A man who drove through a fence and nearly onto the tarmac at Bowerman Airfield last week told an officer that “God told him to do it.” That officer was able to get the man help and said that the fence stopped him from driving onto the tarmac where a plane was preparing to take off.
A press release from the Hoquiam Police Department said that on Thursday, July 6, 2017 at 1227 hours, Hoquiam officers were advised of a vehicle driving recklessly on Airport Way toward Bowerman Field. Officers were unavailable to immediately respond as they were attempting to locate a suspect who fled from a traffic stop behind an apartment building on 8th Street.
A few minutes later, the reporting party called back to advise the vehicle, described as a black Honda Pilot SUV, was parked at the airport. A minute later, the caller reported the driver had just rammed the fence surrounding the airport runway.
Sgt. Salstrom responded to the scene and located the vehicle crashed into a security fence on an access road to the airstrip tarmac. The 43-year old male driver was behind the wheel; both airbags had deployed, but the driver did not appear to be injured except for a scratch on his nose.
As Sgt. Salstrom attempted to talk to the driver, he found the driver to be almost comatose behind the wheel. The driver stared straight ahead and was clutching a twig in his hand. The driver commented “God told him to do it”.
Sgt. Salstrom utilized skills from Crisis Intervention Techniques training to keep the situation calm. He was able to secure the keys to prevent the man from driving off and requested an ambulance respond, but without emergency lights or siren.

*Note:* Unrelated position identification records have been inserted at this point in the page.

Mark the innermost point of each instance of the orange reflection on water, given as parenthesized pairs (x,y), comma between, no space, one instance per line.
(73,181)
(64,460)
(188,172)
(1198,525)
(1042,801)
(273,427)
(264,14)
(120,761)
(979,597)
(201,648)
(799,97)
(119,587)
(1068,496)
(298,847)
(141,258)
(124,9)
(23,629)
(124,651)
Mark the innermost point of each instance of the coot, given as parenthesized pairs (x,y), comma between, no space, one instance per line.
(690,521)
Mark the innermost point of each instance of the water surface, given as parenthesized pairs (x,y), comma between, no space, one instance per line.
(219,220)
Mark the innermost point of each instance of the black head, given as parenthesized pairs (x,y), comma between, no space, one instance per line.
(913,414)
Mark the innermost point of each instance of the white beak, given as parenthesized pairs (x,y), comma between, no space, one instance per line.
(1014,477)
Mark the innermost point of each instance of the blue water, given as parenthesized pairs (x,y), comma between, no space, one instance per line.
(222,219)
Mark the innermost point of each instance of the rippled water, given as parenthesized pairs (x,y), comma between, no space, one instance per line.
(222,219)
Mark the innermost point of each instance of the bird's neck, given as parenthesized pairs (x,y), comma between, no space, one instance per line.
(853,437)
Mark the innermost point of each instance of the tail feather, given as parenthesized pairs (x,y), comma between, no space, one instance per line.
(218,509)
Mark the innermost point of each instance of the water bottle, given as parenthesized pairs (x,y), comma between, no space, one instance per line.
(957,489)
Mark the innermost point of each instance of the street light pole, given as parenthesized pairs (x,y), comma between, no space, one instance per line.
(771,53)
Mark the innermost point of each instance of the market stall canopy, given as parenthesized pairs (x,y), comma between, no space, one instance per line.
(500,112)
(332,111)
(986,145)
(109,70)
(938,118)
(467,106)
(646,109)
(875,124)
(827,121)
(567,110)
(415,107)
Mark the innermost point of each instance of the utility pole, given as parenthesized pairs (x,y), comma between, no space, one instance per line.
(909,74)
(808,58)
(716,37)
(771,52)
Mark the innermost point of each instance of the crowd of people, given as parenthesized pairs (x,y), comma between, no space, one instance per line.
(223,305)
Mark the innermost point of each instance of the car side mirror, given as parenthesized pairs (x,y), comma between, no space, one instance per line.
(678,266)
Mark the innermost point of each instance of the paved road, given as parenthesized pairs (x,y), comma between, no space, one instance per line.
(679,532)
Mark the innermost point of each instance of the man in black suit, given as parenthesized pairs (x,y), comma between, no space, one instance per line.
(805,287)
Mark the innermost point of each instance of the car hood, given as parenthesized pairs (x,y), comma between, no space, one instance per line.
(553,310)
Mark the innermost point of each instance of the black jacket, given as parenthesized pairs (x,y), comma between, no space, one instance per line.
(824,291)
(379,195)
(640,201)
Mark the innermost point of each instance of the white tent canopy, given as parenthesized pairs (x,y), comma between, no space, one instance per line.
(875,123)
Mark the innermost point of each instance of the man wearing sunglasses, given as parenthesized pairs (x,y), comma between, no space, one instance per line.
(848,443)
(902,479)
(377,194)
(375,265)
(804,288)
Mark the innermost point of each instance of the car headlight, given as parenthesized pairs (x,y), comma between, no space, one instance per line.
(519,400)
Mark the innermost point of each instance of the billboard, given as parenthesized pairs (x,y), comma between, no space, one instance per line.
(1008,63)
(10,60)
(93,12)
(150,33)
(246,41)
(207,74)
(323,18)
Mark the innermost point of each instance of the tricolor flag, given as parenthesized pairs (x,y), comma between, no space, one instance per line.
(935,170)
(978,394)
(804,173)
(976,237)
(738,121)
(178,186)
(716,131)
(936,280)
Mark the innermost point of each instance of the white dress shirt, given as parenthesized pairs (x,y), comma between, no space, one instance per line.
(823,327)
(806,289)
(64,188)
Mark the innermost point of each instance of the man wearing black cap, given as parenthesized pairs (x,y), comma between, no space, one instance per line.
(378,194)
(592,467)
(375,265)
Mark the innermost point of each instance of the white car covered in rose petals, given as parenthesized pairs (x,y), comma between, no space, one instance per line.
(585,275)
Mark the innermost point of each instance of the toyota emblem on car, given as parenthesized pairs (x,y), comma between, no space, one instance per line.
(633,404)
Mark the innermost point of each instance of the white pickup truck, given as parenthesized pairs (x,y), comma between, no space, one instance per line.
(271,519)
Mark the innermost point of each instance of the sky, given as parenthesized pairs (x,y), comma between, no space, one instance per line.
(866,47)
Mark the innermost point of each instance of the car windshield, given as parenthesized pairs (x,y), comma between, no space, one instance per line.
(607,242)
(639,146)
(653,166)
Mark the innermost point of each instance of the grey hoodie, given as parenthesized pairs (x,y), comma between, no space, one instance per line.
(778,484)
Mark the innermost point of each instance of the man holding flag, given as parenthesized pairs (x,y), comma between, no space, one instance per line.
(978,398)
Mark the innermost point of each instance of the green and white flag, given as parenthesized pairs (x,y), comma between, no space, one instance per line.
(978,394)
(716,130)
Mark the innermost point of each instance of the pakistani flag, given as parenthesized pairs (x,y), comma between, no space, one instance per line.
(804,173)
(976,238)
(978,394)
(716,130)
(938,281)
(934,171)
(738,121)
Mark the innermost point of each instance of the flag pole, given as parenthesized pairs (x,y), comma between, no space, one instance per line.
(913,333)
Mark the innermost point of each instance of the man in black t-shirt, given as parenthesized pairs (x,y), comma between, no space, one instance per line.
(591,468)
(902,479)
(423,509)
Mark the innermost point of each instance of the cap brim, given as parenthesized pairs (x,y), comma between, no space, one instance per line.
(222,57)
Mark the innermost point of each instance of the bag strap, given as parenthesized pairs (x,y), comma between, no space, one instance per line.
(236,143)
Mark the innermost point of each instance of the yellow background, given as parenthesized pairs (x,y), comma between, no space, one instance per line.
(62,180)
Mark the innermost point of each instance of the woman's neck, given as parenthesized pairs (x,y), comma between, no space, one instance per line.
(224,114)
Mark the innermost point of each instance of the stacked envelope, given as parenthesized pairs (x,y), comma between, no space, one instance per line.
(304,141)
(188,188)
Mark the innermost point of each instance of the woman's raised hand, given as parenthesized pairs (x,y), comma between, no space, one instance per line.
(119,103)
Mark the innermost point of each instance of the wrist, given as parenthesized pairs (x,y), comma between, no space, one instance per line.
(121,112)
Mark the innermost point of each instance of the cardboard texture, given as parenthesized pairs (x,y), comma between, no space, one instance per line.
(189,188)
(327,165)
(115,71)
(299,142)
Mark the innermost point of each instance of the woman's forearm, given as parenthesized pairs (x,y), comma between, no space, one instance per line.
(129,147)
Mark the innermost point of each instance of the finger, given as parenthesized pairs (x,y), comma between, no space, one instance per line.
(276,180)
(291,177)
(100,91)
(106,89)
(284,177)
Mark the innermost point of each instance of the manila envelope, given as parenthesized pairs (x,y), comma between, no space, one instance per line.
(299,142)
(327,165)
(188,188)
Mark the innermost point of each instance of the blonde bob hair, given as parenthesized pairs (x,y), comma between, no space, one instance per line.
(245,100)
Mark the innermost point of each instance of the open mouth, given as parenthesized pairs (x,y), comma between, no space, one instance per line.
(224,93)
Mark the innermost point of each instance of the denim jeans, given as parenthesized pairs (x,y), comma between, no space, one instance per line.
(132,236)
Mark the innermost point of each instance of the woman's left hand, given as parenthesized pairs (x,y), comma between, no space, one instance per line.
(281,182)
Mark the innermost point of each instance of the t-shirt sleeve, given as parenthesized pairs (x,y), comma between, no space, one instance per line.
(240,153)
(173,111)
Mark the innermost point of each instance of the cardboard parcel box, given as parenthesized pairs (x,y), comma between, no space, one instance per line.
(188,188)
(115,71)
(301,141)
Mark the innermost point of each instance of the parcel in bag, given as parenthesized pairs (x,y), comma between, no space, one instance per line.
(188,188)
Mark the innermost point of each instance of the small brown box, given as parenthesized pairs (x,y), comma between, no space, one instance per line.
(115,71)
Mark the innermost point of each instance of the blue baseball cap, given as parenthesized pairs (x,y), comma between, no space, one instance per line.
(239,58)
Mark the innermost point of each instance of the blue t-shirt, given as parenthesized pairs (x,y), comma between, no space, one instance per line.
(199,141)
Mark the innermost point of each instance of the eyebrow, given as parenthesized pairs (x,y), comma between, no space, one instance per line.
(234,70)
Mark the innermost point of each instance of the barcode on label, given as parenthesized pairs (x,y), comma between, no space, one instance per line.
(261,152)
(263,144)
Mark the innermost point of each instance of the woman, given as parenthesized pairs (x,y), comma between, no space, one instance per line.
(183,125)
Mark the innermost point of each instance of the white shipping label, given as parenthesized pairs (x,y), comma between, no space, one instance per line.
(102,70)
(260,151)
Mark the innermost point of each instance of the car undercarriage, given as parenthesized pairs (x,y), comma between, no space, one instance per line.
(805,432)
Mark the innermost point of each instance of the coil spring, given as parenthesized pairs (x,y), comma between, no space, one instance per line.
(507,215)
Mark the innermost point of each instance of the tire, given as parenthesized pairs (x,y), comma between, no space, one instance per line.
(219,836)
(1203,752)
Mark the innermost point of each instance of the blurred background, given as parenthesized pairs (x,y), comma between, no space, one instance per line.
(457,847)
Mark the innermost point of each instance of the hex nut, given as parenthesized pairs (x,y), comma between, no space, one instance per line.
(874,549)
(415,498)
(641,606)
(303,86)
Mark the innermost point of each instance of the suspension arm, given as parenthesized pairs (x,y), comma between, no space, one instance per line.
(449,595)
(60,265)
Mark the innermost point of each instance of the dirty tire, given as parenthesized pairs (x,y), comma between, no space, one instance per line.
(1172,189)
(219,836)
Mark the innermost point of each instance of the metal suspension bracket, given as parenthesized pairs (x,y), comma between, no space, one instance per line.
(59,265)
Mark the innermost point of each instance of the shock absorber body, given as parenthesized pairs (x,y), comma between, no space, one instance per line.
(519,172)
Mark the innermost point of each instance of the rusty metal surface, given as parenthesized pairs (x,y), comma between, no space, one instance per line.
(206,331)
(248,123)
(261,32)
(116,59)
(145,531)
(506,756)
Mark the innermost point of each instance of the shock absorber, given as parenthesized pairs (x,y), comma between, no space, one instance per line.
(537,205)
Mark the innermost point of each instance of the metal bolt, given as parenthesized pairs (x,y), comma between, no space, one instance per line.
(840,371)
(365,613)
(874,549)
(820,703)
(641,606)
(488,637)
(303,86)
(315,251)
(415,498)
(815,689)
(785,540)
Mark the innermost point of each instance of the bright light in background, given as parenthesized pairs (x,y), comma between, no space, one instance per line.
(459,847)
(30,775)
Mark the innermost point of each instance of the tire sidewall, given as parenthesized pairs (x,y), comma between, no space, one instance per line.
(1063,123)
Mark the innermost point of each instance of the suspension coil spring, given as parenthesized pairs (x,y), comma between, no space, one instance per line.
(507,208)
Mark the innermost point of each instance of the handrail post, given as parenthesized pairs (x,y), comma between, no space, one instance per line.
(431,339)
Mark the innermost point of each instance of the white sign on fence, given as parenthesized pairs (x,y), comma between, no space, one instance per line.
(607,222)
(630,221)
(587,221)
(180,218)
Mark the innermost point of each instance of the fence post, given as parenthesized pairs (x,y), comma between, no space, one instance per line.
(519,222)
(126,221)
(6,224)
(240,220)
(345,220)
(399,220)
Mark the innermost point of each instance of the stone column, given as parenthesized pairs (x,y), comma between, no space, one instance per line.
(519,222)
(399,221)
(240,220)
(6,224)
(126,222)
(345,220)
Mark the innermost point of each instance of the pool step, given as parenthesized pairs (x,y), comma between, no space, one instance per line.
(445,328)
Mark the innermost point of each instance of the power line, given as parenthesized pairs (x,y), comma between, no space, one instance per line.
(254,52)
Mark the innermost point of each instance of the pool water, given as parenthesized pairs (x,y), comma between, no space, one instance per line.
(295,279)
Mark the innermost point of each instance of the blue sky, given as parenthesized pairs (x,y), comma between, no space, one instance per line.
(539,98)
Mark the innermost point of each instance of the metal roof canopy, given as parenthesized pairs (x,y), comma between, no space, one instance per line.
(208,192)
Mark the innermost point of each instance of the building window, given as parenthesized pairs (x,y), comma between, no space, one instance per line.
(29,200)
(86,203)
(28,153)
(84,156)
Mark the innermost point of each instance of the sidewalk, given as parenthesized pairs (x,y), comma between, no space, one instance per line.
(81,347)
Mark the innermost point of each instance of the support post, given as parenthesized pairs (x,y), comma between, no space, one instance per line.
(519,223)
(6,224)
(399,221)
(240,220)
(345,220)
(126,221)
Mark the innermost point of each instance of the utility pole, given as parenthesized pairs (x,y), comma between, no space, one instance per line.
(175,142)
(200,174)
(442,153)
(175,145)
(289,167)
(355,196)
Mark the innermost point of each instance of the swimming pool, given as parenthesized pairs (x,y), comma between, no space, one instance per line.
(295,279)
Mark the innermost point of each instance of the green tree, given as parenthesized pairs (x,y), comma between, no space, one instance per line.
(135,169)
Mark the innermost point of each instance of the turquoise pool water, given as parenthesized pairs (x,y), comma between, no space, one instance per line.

Upon the arrival of the Hoquiam Fire Department, paramedics were able to remove the driver and transport him to Community Hospital to evaluate him for any injures as well as a mental health evaluation. The vehicle sustained significant damage and was towed from the scene.
Thankfully, the driver was unable to get through the gate and out onto the airport as there was a small, single-engine aircraft actively using the tarmac.
“Over the past twenty years, the incidents facing officers which involve mental illness have increased. Officers are constantly challenged with evaluating the problem and trying to intervene on the street with people who should probably be in a hospital receiving treatment. Although Crisis Intervention Technique training is now required for all peace officers in Washington State, we have a long way to go to address the underlying mental health crisis in our state.”